15 Formation d’un des premiers disciples : Etienne Pernet
La formation des premiers religieux de l’Assomption s’est faite au berceau du Collège de Nîmes. Nous connaissons les noms des premiers compagnons du P. d’Alzon qui, avec lui, commencent à Noël 1845 un noviciat non autorisé par l’évêque, Mgr Cart : il s’agit de René- Eugène Cusse, nîmois (1822-1866) dont le parcours sera sinueux, de l’abbé Eugène Henri (1815-1874), nîmois, prêtre diocésain qui reprendra sa liberté pour finir curé de Remoulins, l’abbé Charles Laurent (1821-1895), natif d’Uzès, prêtre novice qui fera une seconde entrée, définitive, à l’Assomption en 1852, l’abbé François Surrel (1806-1857), prêtre diocésain nîmois, prototype de ces vocations éphémères qui ne feront que passer, mort curé de Saint- Ambroix, et enfin un autre vétéran, l’abbé lyonnais Paul-Elphège Tissot (1801-1895), qui ne s’engagera qu’en 1852.

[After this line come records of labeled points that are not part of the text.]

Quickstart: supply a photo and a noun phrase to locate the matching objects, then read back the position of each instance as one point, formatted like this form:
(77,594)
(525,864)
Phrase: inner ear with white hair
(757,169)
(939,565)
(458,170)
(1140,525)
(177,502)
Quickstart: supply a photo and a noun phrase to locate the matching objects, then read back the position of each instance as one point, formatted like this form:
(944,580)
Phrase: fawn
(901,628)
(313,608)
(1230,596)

On peut légitimement s’interroger sur le contenu de la formation religieuse propre au temps du noviciat de cette époque, mais on ne dispose pour cela que des lettres du Fondateur luimême et, éventuellement, des quelques relations que les différents candidats à la vie religieuse de ce temps nous ont laissées. Le Fondateur n’a eu d’autre maître des novices que le Saint-Esprit, mais il a su partager avec ses compagnons son idéal de vie, sa foi et ses nombreuses activités apostoliques. Il est clair que les premiers candidats, tous astreints aux multiples fonctions d’un collège, n’avaient guère de loisirs en dehors des temps d’exercices religieux, pour parfaire leur formation. Le Père d’Alzon faisait fond sur leurs dispositions intimes et leurs capacités d’enseignement, cherchant à établir avec chacun une relation personnelle faite de confiance, d’ouverture et, parfois, de reprise en main. Les témoignages en ce sens ne manquent pas. Il aime aussi stimuler leur ferveur en les entraînant au pèlerinage de Rochefortdu- Gard ou en les conviant à quelques jours de retraite à la Chartreuse de Valbonne.
Avec eux, il va élaborer à partir de 1850 les chapitres des premières Constitutions de l’Assomption, quasi ligne à ligne puisque, dit-il, il ne veut rien imposer qui n’ait déjà fait les preuves de l’expérience. C’est ainsi d’ailleurs que nous connaissons ce texte achevé en 1855, grâce à la copie qu’en a conservée le futur P. Galabert. Ce chemin expérimental de vie commune ou de compagnonnage, dans le feu des occupations d’un collège, est le bain formateur de la première Assomption. Malgré ses limites et même ses échecs, ne doit-on pas à cette « formation sur le tas », la solidité des premiers piliers dont celle d’E. Pernet?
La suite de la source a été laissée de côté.